Ich möchte diese Option gerne verwenden, weil ich es halt praktisch finde, wenn vor dem Neustart auswählen kann, was als nächstes gebootet werden soll. Dann kann ich in der Zwischenzeit z.B. Kaffee kochen, aufs Klo gehen oder was auch immer, ohne daß ich die ganze Zeit dem Runterfahren zusehen muß und dann doch verpasse, auszuwählen, weil in dem Moment grad das Telefon klingelt oder sonstwas.
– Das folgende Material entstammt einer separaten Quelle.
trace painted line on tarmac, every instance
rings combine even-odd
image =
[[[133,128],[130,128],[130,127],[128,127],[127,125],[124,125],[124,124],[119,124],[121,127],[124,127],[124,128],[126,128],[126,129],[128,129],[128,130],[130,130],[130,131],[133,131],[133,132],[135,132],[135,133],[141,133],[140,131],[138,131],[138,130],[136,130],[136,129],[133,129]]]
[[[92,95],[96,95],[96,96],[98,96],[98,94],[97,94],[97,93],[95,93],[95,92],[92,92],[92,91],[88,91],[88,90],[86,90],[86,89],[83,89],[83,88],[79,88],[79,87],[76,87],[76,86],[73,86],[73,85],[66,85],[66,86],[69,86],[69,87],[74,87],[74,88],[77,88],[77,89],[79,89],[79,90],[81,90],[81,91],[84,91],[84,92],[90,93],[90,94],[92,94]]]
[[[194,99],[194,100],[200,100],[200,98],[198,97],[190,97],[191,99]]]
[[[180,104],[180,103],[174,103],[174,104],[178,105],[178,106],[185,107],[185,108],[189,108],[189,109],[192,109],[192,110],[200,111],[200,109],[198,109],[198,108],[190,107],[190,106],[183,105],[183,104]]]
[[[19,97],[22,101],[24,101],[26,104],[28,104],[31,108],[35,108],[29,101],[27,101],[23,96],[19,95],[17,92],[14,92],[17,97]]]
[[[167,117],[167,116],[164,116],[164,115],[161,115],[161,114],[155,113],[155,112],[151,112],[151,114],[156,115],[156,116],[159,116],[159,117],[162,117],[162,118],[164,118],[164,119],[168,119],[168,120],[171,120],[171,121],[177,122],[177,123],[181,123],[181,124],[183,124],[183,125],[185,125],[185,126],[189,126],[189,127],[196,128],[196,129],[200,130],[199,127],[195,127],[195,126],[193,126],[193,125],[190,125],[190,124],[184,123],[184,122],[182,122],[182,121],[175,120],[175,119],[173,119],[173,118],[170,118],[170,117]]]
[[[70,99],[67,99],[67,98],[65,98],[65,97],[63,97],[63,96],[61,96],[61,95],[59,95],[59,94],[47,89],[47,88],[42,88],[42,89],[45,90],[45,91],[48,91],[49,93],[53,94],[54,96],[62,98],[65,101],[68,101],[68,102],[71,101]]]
Folgende Frage habe ich schon in diversen Foren gestellt, aber noch nie eine Antwort darauf bekommen:

Lilo hat ja die Option -R (set commandline for next reboot). Das heißt eben, daß das, was da eingestellt wird, genau einmal gebootet wird. Gibt's das bei Grub? Das konnte mir bisher keiner beantworten. Mir nützt nämlich das tollste bootmenü nix, wenn es sich um einen entfernten Rechner handelt. Mit lilo kann man so prima mal einen Kernel ausprobieren. Wenn's nicht klappt, Resetauftrag und es bootet wieder der alte Kernel.

Und zuletzt sei noch gesagt, daß die Antwort wie oben sowas von überflüssig ist. Wenn du einen konstruktiven Vorschlag hast (z.B. wie das gleiche Verhalten mit GRUB erreichbar ist) dann bitte, gern sogar. Ansonsten spar dir solchen Müll bitte.

Grüßle

Spirou  :Very Happy: 

----------

## Erlenmayr

Ob du es glaubst oder nicht: Ich fand es wirklich interessant, zu erfahren, warum jemand noch Lilo dem GRUB vorzieht.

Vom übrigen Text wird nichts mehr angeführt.